The UK Financial Conduct Authority (FCA) has earlier today published updated guidance about Brexit, with the information bearing to the activities of several categories of companies, including retail investment firms.
The regulator says that in a no-deal scenario, UK firms’ ability to continue to service EEA-based customers (including UK expats) is likely to be problematic. EEA-based customers holding retail investment products serviced by UK providers could be affected if their UK provider cannot operate in the EEA after Brexit.
Retail investment firms are advised, if they have customers in the EEA, to decide on their approach to servicing their existing contracts with them. The firms are urged to take the steps to continue to service customers in accordance with local law and national regulators’ expectations.
As part of retail investment firms’ preparations for Brexit, they are expected to be clear whether the services they provide to EEA-based customers are regulated by EU law, and how a no-deal scenario affects their ability to service those customers under EU and local law.
If a retail investment firm has decided to stop servicing customers in the EU after Brexit, the FCA expects it to treat the customers fairly when winding down or transferring business. This includes considering what would be a fair timeframe for winding down or transferring business and supporting customers while they are in the process of finding alternative providers.
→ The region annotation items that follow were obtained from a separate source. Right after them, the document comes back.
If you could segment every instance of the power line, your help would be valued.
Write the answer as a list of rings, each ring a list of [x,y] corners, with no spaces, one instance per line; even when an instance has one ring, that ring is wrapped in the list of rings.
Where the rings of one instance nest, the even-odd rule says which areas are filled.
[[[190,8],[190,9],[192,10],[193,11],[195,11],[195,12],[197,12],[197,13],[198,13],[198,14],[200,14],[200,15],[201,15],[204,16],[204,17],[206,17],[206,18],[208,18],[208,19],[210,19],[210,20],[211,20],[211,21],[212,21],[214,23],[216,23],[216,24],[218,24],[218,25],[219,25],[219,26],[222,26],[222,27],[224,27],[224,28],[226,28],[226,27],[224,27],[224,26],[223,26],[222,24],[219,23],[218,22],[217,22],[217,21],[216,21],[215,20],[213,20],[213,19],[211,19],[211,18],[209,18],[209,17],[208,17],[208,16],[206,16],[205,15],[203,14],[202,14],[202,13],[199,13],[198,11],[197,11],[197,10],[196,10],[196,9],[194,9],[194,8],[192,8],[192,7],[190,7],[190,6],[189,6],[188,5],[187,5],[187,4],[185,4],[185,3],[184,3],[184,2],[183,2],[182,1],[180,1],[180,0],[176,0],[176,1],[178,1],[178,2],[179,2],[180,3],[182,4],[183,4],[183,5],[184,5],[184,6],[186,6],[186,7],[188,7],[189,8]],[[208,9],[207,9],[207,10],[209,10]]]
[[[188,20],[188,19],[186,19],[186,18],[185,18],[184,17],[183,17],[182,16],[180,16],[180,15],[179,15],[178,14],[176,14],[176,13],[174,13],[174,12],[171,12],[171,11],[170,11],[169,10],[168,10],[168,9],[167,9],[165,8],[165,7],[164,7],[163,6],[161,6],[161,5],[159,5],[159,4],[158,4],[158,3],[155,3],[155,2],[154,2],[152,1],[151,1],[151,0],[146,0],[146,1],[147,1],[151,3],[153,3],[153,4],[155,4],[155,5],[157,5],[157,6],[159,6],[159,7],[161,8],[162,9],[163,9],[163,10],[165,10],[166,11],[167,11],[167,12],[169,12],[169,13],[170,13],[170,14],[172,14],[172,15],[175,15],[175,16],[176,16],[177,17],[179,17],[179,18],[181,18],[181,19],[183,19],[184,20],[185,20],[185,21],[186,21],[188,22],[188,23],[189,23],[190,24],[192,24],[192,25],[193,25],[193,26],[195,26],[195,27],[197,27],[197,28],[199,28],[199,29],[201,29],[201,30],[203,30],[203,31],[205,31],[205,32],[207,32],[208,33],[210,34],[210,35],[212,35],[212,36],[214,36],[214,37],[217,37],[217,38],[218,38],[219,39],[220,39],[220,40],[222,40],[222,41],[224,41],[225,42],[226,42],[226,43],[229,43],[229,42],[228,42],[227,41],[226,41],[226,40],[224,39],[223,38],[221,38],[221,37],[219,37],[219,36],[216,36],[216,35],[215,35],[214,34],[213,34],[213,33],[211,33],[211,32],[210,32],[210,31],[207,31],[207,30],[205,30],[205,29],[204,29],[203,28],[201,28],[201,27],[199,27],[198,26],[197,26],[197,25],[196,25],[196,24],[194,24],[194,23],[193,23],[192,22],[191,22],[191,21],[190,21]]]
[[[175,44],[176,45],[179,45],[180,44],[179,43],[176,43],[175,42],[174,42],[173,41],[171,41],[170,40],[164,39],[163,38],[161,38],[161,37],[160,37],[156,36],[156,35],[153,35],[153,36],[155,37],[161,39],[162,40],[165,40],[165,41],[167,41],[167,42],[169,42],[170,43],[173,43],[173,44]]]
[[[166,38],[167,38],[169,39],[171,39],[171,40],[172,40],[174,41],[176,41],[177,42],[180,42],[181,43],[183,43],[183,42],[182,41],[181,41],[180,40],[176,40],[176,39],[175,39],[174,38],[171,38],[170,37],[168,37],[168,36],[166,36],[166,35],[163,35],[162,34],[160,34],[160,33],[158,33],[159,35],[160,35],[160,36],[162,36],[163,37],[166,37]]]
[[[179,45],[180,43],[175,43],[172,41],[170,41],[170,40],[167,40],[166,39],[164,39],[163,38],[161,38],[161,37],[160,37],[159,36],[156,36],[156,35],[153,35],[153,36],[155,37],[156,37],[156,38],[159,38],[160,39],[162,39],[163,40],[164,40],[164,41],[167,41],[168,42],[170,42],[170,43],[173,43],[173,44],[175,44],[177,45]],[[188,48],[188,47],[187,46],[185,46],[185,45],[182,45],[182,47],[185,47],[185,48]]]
In January this year, the FCA advised firms to continue to make their contingency plans and think about how their consumers might be affected by the UK leaving the EU.
In the meantime, the notification window for the temporary permissions regime opened on January 7, 2019. It is set to close on March 28, 2019. The regime will allow EEA-based firms currently passporting into the UK to continue new and existing regulated business within the scope of their current permissions in the UK for a limited period, while they seek full FCA authorisation, if the UK leaves the EU on exit day without an implementation period in place. It will also allow EEA-domiciled investment funds that market in the UK under a passport to continue temporarily marketing in the UK.
The FCA has also set out proposals to implement the financial services contracts regime (FSCR) so that EEA firms can fulfil their existing contractual obligations in the UK.